Kendel
Kendel

Reputation: 1708

UIScrollView Not Scrolling All The Way Up/Down

I am currently using SpriteKit + UIScrollView + SKCameraNode to create a scrolling game. I am currently trying to reverse the direction of the UIScrollView in the vertical direction, as the scroll view seems to do it backwards from what is intuitive.

My solution to this was to put the contentOffset from the start for the scroll view to the max height, and set the camera's position to the y position in the other direction.

However, the scrolling stops halfway down at (0, 320) when it should go to (0, 0).

Here is the code for the scroll view:

let contentSize = CGSize(width: 1575, height: 760) //adjust depending on level
self.height = contentSize.height
scrollView.contentSize = contentSize
scrollView.contentOffset = CGPointMake(0, contentSize.height / 2)

Here is the code when the scroll view scrolls:

    let contentOffset = CGPointMake(scrollView.contentOffset.x, self.height - scrollView.contentOffset.y)
    self.gScene.setContentOffset(contentOffset)

And here is the code for setting the content offset:

self.camera!.position = CGPointMake(ogPos.x + contentOffset.x, ogPos.y + contentOffset.y)

So the camera works and scrolls in the correct direction now; however, the scrolling's content offset gets stuck at (0, 320) for no reason, and it refuses to scroll further down. If you have any ideas I'd love to hear them! Thanks!

EDIT: I also tried making the UIScrollView's contentSize with a negative height, but then it cannot scroll at all.

I just discovered that it stops short by the size of the view.

Upvotes: 0

Views: 776

Answers (2)

Kendel
Kendel

Reputation: 1708

I discovered that it was stopping short by the size of the view's frame. I fixed the issue by simply adding an inset the size of the view's frame so it goes that much farther.

Upvotes: 0

aramusss
aramusss

Reputation: 2401

It is not a good idea to mix UIKit and SpriteKit a lot, because they work differently (different positions, different units, etc).

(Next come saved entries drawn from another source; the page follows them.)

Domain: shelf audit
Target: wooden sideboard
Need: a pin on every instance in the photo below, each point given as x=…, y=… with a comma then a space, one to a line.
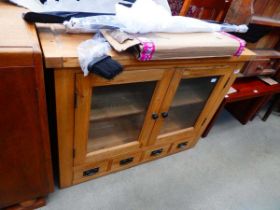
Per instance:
x=25, y=159
x=150, y=110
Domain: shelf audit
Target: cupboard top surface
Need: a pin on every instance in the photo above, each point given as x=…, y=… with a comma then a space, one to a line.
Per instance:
x=60, y=51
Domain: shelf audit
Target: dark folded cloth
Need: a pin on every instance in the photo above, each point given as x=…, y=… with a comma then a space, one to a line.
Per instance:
x=105, y=66
x=56, y=17
x=255, y=33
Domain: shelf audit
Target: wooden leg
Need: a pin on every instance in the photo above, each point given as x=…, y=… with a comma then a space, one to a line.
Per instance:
x=28, y=205
x=210, y=125
x=271, y=107
x=260, y=105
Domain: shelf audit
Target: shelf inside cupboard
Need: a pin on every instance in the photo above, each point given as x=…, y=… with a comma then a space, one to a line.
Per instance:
x=135, y=104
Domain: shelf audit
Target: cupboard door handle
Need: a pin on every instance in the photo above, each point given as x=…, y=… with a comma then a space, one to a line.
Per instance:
x=182, y=145
x=156, y=152
x=154, y=116
x=126, y=161
x=91, y=172
x=164, y=114
x=260, y=67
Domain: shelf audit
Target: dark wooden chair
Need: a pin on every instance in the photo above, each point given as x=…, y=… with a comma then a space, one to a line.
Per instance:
x=206, y=9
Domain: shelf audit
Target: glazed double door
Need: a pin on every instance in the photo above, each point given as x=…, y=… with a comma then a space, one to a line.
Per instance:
x=140, y=108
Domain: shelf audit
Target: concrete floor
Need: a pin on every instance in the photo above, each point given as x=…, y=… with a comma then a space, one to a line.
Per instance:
x=235, y=168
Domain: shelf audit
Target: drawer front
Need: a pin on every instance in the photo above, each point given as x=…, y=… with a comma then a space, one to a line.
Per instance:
x=90, y=171
x=125, y=161
x=257, y=67
x=156, y=152
x=180, y=145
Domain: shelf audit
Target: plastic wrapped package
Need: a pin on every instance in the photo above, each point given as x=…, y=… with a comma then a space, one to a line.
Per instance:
x=146, y=16
x=90, y=49
x=94, y=6
x=91, y=24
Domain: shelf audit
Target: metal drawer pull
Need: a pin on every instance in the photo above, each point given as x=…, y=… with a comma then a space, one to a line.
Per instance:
x=91, y=172
x=164, y=114
x=126, y=161
x=156, y=152
x=182, y=145
x=154, y=116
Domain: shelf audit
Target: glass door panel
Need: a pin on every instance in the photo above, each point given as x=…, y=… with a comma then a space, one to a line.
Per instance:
x=188, y=102
x=117, y=114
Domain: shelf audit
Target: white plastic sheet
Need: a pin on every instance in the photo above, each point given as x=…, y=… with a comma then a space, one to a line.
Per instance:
x=146, y=16
x=98, y=6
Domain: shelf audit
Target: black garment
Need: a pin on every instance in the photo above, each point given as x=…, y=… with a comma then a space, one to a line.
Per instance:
x=105, y=66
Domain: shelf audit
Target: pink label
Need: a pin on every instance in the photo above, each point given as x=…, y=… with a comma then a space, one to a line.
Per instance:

If you want to drag the MainScene around, you can do this:

In our MainScene we create:

let background:SKSpriteNode = SKSpriteNode(imageNamed: "background")
var lastTouch : CGPoint?

We will add background to our scene, and every SKNode as a child to this background (platforms, the player, or whatever you want to show).

Then, in touchesMoved(touches: Set<NSObject>, withEvent event: UIEvent), we want to get the user touch and move this background depending in the user touch movement. A basic implementation would be:

override func touchesBegan(touches: Set<NSObject>, withEvent event: UIEvent) {
    /* Called when a touch begins */
    var touch : UITouch = touches.first as! UITouch
    lastTouch = touch .locationInNode(self)
}

override func touchesMoved(touches: Set<NSObject>, withEvent event: UIEvent) {
    /* Called when a touch moves */
    var touch : UITouch = touches.first as! UITouch
    var touchLocation : CGPoint = touch .locationInNode(self)

    //We uptade the background position
    background.position = CGPointMake(background.position.x + (touchLocation.x - lastTouch!.x), background.position.y + (touchLocation.y - lastTouch!.y))

    //We update the lastTouch
    lastTouch = touchLocation;
}

If you wanted to move automatically the MainScene, you should move background in the update: method.